FortiGate VM Deployment in VMware Workstation

Categories:

FortiGate virtual appliances allow you to provision Fortinet security inside a virtual environment. All the security and networking features we would expect in a hardware-based FortiGate are available in the VM too.  FortiGate VM software is available for 32-bit and 64-bit environments. Both an upgrade version for existing FortiGate VMs and a “greenfield” version are available. We will use the second solution, available as a downloadable zip archive file (the one we will use is a 64-bit version, FGT_VM64-v500-build0228-FORTINET.out.ovf.zip).

Note: it is required to have at least an access as a customer to the Fortinet support to be able to receive and use the aforementioned files.

The archive contains the following files (as stated in the latest “FortiGate VM (VMware)

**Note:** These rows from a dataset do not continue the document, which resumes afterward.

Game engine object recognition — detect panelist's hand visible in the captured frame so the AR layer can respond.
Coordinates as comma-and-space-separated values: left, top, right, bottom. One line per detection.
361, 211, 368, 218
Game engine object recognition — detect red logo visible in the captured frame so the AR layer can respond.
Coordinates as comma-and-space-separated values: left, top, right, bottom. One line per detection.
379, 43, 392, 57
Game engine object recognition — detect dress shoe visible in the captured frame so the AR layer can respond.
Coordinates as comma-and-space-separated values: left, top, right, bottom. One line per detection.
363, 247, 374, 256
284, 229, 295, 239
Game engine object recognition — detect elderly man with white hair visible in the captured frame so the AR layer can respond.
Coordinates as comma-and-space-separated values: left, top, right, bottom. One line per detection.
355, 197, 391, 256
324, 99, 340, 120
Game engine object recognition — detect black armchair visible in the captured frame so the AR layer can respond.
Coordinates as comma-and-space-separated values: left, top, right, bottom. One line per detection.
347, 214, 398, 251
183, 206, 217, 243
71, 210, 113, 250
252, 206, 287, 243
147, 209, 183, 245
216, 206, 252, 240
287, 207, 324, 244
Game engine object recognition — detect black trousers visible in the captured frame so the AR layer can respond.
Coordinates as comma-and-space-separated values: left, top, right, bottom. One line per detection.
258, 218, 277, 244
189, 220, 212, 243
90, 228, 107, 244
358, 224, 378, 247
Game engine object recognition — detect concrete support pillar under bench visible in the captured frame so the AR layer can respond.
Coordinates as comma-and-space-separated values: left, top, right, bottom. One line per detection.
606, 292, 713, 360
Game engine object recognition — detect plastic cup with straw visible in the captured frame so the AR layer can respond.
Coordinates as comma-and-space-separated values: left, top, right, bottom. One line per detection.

Install Guidehttp://docs.fortinet.com/vm/FortiGate-VM-VMware-Install-Guide.pdf ):

Three Open Virtualization Format files

  • FortiGate-VMxx.ovf: Open Virtualization Format file for VMware
  • FortiGate-VMxx.hw04.ovf: Open Virtualization Format file for older VMware ESX hardware
  • FortiGate-VMxx.hw07_vmxnet.ovf: Open Virtualization Format file for VMware with the

Two VMware disk files

  • Fortios.vmdk: Virtual machine disk format file used by the OVF file
  • Datadrive.vmdk: Virtual machine disk format file used by the OVF file

From VMware Workstation we will open the FortiGate-VM64.ovf file and import it in a folder (in our example the destination is a directory located in an external storage).


FortiGate VM evaluation license

We will use the evaluation license that is included by default in the FortiGate VM. This type of free trial license (that includes all features except FortiGuard) expires after 15 days. The FortiGate VM must have only 1 virtual CPU and a maximum of 1Gb of RAM. Certificates are limited to 512 Bits.


First steps inside the FortiGate VM

As soon as the VM import is completed, we have to check the hardware granted to the virtual appliance (CPU and memory, as explained in the evaluation license explanation). We are also able to move the network interfaces of the FortiGate VM to any virtual network available in VMware Workstation (my suggestion, if we are going to build a lab environment, is to start with a “Host Only” network).

As soon as the VM is powered on we are able to login with admin (no password required) as we would do with a direct connection to a console port.

We will configure Port1, using CLI commands (note: I will configure an address on my VMnet1, that is 192.168.112.0/24). We have also to enable administrative accesses, using the set allowaccess command (note: I have enabled http, https, ssh, telnet and ping)

config system interface

edit port1

set ip 192.168.112.2/255.255.255.0

set allowaccess http https ssh telnet ping

end

Then we are able to test the connection to the VM using Putty both for telnet and SSH.

Our browser should be able to open the HTTP administrative page (as I said HTTPS with such a low level of encryption will not open in any recent Internet browser). My suggestion is to raise the “Idle timeout” value, to avoid frequent disconnection from the administrative interface.

So the HTTPS interface will not open in recent browsers (I was able to test it with a really old version of Firefox).